You probably recognize it. NPS, SEO, CRM. Pretty much everybody in the business knows what they mean and when you talk about them you have a common understanding. Very handy if you want to move forward. Not so in community land. The lingo in community land is almost certain to lead to confusion. Sometimes they lead to hilarious situations but usually, they lead to either loss of business or loss of executive interest with disappointment as the bottom line. In a next post, I will dwell on some of the detail confusions but first let's start with the main issue: Purpose. What is the community for? It is always to achieve a business result. Every step you see below is a VALID choice.
Step 1: We are a Happy Camper
Not really a step but still could be a choice. Not having a community has benefits, depending on which business you are in. If you are a monopolist and can dictate the market, then you have no need to have a community. You are a happy camper. You ask money for everything and it is pouring in. There is no need for change. Having a community is not a zero-sum game. Do it wrong and you end up with more damage than if you don't do it.
Step 2: Let's give our customers/partners a place to learn, share and meet
Your processes and communication internally do not change. You still have formal communication with the outside world (I call them "keyhole communications") with people manning the stations but at least your customers/partners and even new audiences are given a place to learn, share and meet. If I am being cynical, this is driven and funded by the need to reduce the support load and higher CSAT. Possibly some community activity trickles down to the organization.
Step 3: Let's get our employees in the same mode
Now that the customers are having a modern conversation, why not have our employees do the same. This is where you see the typical Enterprise Social Networks for the Workplace. So, now you have both Internal as well as External a modern conversation. If you are happy with this endstate, you can afford to use separate systems like Facebook Workplace, JIVE-N or Sharepoint for internal and Lithium, Salesforce, Telligent or JIVE-X for external conversations. For most companies, this is already quite a tall order. The bigger the company the more fragmented the strategy will be, the less likely can you break through this. The drawback is that there is still an iron curtain.
Step 4: Let's tear down the wall
We have arrived in the gutsy arena. Now we are going to get rid of "Internal/External" and replace it with "Appropriate Audiences". This requires to let go of the old and reinvent yourself. This requires building trust with authenticity and responsiveness as prerequisites. You will become transparent and vulnerable. You will morph with your audiences and in doing so have the opportunity to fix what needs to be fixed and deliver what is really important and prevent the production of stuff that nobody needs. This will put you in a leadership position but goes way beyond "mere community management". You don't RUN a community, you BECOME one. The gains and risks are equally big. It will be good if you have one community platform who can do both like Lithium, Telligent or Salesforce, among others.
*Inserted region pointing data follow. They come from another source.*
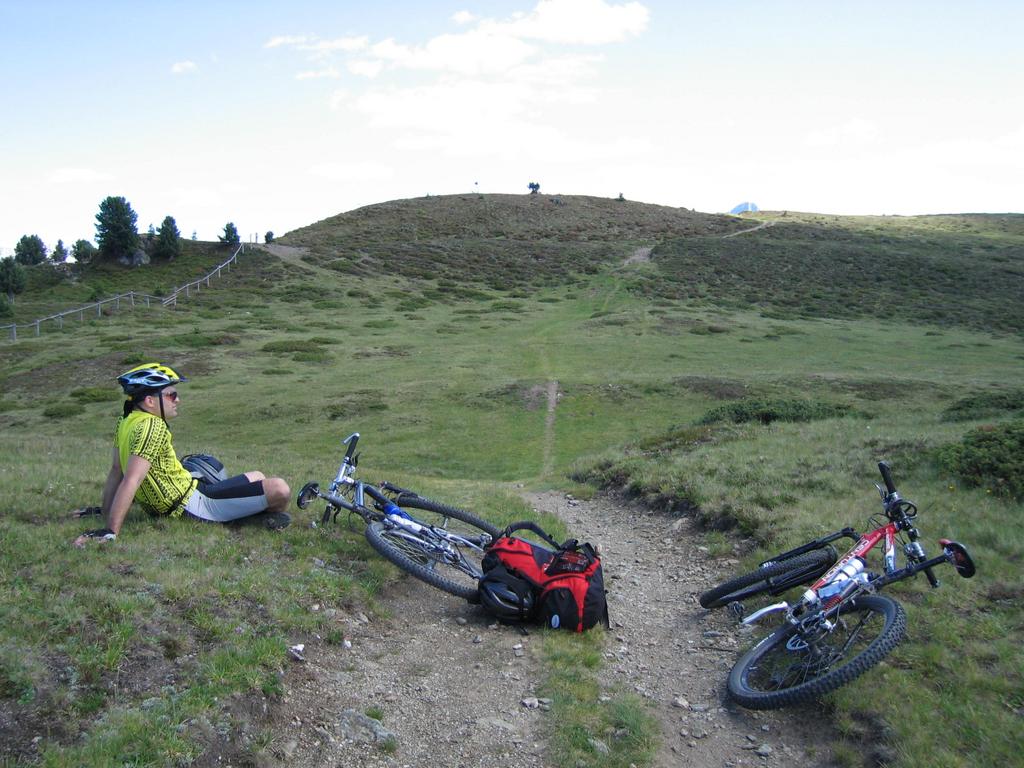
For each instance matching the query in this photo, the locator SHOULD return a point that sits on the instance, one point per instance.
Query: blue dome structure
(744, 208)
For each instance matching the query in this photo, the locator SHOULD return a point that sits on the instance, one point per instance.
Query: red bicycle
(840, 627)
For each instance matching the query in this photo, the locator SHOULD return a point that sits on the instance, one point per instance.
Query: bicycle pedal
(736, 610)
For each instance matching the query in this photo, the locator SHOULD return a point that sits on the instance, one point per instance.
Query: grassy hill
(429, 326)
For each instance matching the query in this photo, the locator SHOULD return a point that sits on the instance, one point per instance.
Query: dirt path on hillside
(548, 461)
(639, 256)
(671, 651)
(293, 255)
(762, 225)
(450, 684)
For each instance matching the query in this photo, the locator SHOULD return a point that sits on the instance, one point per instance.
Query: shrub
(291, 345)
(64, 410)
(766, 411)
(990, 456)
(985, 404)
(96, 394)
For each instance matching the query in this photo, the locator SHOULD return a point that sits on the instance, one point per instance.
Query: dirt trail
(548, 462)
(668, 649)
(762, 225)
(450, 684)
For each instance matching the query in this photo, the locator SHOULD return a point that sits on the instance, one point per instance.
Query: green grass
(593, 728)
(115, 653)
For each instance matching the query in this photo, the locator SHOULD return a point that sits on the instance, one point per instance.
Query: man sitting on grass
(145, 469)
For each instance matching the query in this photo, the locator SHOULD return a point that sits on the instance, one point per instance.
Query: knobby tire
(804, 568)
(418, 558)
(781, 671)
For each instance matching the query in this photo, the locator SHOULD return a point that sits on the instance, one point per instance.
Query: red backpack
(563, 587)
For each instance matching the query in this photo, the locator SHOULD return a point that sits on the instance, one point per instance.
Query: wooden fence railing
(132, 298)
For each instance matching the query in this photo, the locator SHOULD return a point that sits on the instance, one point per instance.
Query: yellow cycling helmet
(147, 377)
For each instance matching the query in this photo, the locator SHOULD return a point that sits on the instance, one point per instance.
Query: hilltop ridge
(512, 216)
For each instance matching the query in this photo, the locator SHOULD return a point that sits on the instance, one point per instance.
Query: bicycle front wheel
(775, 578)
(792, 666)
(449, 558)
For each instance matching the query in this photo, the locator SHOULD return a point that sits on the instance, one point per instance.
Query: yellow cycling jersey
(167, 485)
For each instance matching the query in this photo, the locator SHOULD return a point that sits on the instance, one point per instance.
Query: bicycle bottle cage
(958, 557)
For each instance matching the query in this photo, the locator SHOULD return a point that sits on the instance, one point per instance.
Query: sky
(273, 115)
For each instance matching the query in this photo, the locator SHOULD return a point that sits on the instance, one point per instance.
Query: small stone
(289, 749)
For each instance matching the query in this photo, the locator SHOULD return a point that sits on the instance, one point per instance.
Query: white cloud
(581, 22)
(329, 72)
(468, 53)
(366, 68)
(77, 175)
(285, 40)
(856, 132)
(358, 171)
(345, 44)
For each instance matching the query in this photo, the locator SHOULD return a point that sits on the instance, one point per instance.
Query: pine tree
(59, 254)
(168, 240)
(83, 251)
(116, 231)
(230, 236)
(11, 278)
(30, 250)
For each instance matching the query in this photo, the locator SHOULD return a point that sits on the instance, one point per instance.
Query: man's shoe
(269, 520)
(276, 520)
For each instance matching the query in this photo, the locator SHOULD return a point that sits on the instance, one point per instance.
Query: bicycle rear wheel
(775, 578)
(448, 565)
(791, 667)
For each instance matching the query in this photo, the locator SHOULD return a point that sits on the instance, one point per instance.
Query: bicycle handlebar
(887, 475)
(350, 441)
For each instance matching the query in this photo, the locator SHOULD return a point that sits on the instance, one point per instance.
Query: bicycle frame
(389, 512)
(900, 514)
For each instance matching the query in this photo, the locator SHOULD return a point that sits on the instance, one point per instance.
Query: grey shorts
(228, 500)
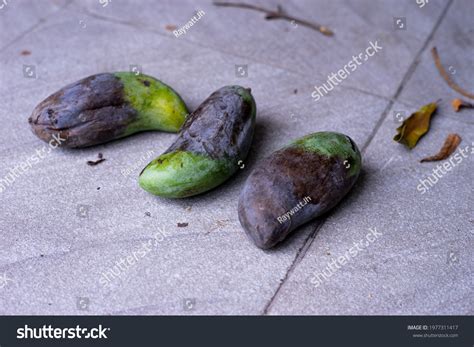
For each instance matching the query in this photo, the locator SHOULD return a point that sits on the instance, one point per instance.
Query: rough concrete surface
(64, 223)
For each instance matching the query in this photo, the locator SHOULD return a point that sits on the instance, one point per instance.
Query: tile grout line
(309, 240)
(299, 256)
(214, 49)
(411, 69)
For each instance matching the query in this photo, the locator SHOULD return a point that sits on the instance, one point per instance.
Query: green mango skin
(105, 107)
(208, 149)
(296, 184)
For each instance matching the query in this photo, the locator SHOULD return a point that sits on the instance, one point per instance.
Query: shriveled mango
(297, 184)
(108, 106)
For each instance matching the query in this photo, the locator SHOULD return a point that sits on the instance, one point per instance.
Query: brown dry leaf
(415, 126)
(450, 145)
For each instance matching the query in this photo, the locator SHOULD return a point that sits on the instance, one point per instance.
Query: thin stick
(446, 77)
(279, 14)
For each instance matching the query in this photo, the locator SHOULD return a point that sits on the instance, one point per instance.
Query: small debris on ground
(449, 146)
(171, 27)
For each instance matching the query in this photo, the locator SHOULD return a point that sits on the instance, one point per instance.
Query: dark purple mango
(297, 184)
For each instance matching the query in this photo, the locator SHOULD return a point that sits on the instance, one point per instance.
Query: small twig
(279, 14)
(100, 160)
(446, 77)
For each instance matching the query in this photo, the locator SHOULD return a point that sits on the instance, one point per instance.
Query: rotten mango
(297, 184)
(108, 106)
(212, 141)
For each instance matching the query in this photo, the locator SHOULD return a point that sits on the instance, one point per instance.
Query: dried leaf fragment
(459, 103)
(415, 126)
(449, 146)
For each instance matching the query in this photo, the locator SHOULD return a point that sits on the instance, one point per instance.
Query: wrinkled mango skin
(212, 141)
(107, 106)
(297, 184)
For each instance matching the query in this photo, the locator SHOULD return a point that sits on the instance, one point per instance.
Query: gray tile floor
(59, 232)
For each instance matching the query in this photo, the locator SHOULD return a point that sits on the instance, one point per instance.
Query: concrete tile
(422, 263)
Step 5: Let's design and deliver success
If you operate in Level 4 for a while, you will end up with designing and delivering success. It is very simple actually. You create something. You sell it. Implement and finally operate it. In all those phases there are people who need to be successful as a collective. It is really academic where they work. You start mapping personas and allow individuals to map their needs. The community becomes the marketplace where demand and supply meet. The collective of individual success is your business success. You can "simply" measure on the business outcome you set out like employee engagement, branding or CSAT. It may come as a surprise to you that no community platform can support this process at the moment. At the same time, no community platform can prove a business success as the algorithm that makes up the success formulas draws from the full application landscape. A community platform can only prove Operational Success
So, next time you talk to your CEO about having a community, you may want to check if you speak the same language and have the same understanding. Any choice is good. It depends on ambition driven by the business and ultimately the need to stay in business and lead. Also stepping back to a lower level can be a valid business choice........for the shareholder that is. Not for employees or customers.